Há outros filmes de Fleischer mais ou menos interessantes, ainda que não os mencione aqui, sem contar os que apenas parcialmente são seus, quer ele os assinasse – Tora! Tora! Tora! (1968-1970), com Toshio Masuda e Kinji Fukasaku, ou O estrangulador misterioso (1949), com Anthony Mann – ou não – Seu tipo de mulher (1950-1951), de John V. Farrow –, mas como isso é algo que, durante os anos 1940 e 1950, esteve ao alcance de praticamente qualquer cineasta norte-americano que não fosse um completo desastre (e não era então frequente que tais nulidades fizessem muitos filmes), convém se concentrar nos filmes verdadeiramente extraordinários, os quais, no meu caso, tornaram-me um fervoroso admirador de Richard Fleischer há 54 anos.

Mas, como é conveniente começar do início, talvez seja melhor não omitir ou negligenciar ou minimizar seu período de aprendizagem e iniciação, à primeira vista muito similar ao de Anthony Mann, Jacques Tourneur, Phil Karlson, Joseph H. Lewis, Joseph Losey, Robert Rossen, Abraham Polonsky, Elia Kazan, Nicholas Ray, Fred Zinnemann, Robert Wise, Mark Robson, Henry Levin, Michael Gordon, Peter Godfrey, Jules Dassin, Edward Dmytryk, Joseph M. Newman, Richard Quine... mas muito menos valorizado do que o da maioria desses diretores, com filmes produzidos principalmente pela R.K.O., Stanley Kramer e Eagle-Lion, na sua maior parte thrillers, mas não apenas atribuíveis a esse gênero flexível e amplo. Seu primeiro filme, Filhos do divórcio, por exemplo, não tem nada a ver com essa categoria genérica e é a primeira obra-prima de sua carreira (talvez mesmo no final de sua vida Fleischer ainda o considerasse o favorito de seus filmes, como tinha afirmado anteriormente várias vezes).

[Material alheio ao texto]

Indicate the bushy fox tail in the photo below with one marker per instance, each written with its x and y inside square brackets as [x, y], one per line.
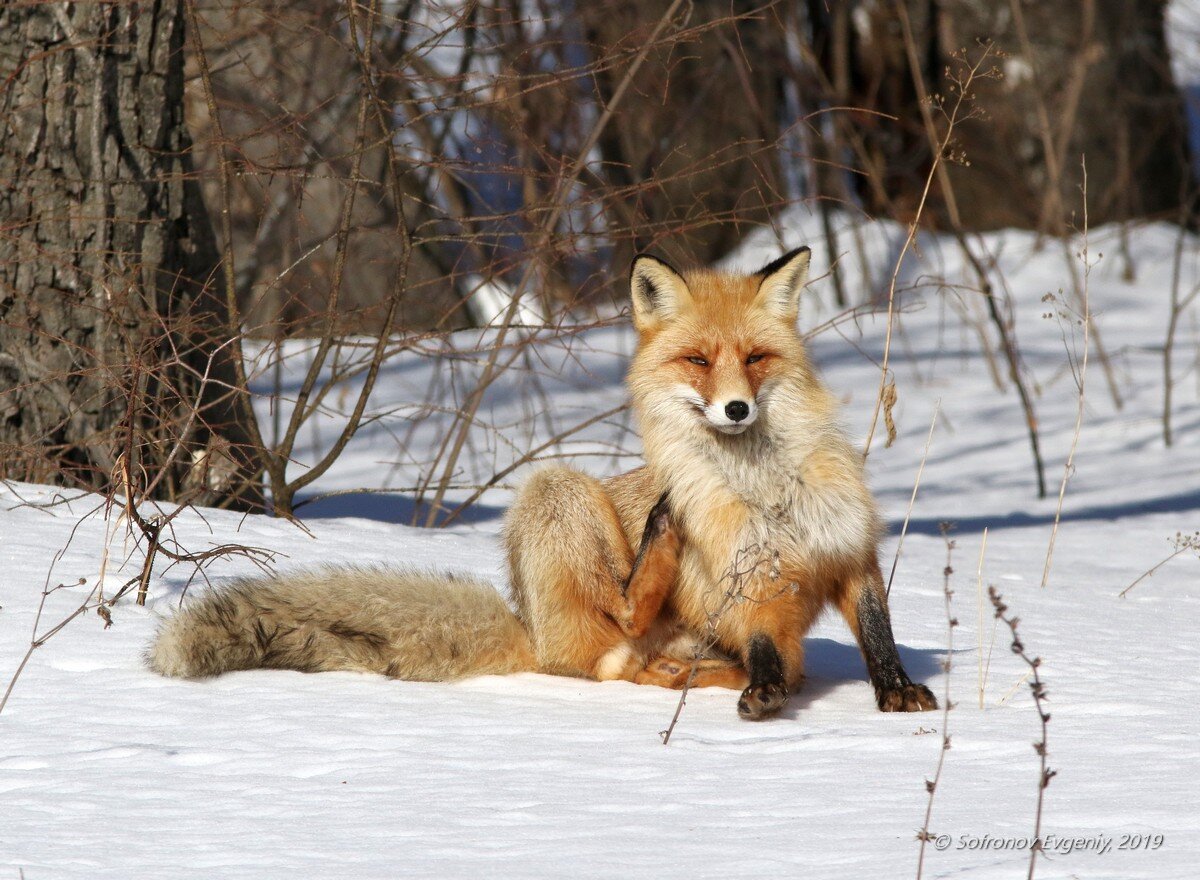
[400, 623]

Embora nunca tenha hesitado na hora de empregar novos métodos e de experimentar com eles (efeitos especiais desde 20.000 léguas..., 3D em O circo da morte, CinemaScope desde 1954, e sobretudo o multi-split screen de O homem que odiava as mulheres, a única vez em que foi usado com sentido, com funcionalidade e com lógica), Fleischer parecerá hoje um cineasta muito clássico e sóbrio, discreto e apenas moderadamente espetacular para que se lhe preste a atenção que merece e que recompensa o esforço verdadeiro que implica explorar sua filmografia, uma vez que se trata de uma obra talvez excessivamente abundante, variada e irregular, que, no entanto, desencoraja seleções/exclusões a priori, já que muitos projetos aparentemente pouco atraentes, com ares puramente comerciais ou triviais, que incitam quase a reprovar a aceitação de Fleischer, revelam-se frequentemente muito superiores ao que se poderia esperar (e até mesmo recear), quase sempre interessantes, e mesmo ocasionalmente excelentes apesar dos riscos que carregavam.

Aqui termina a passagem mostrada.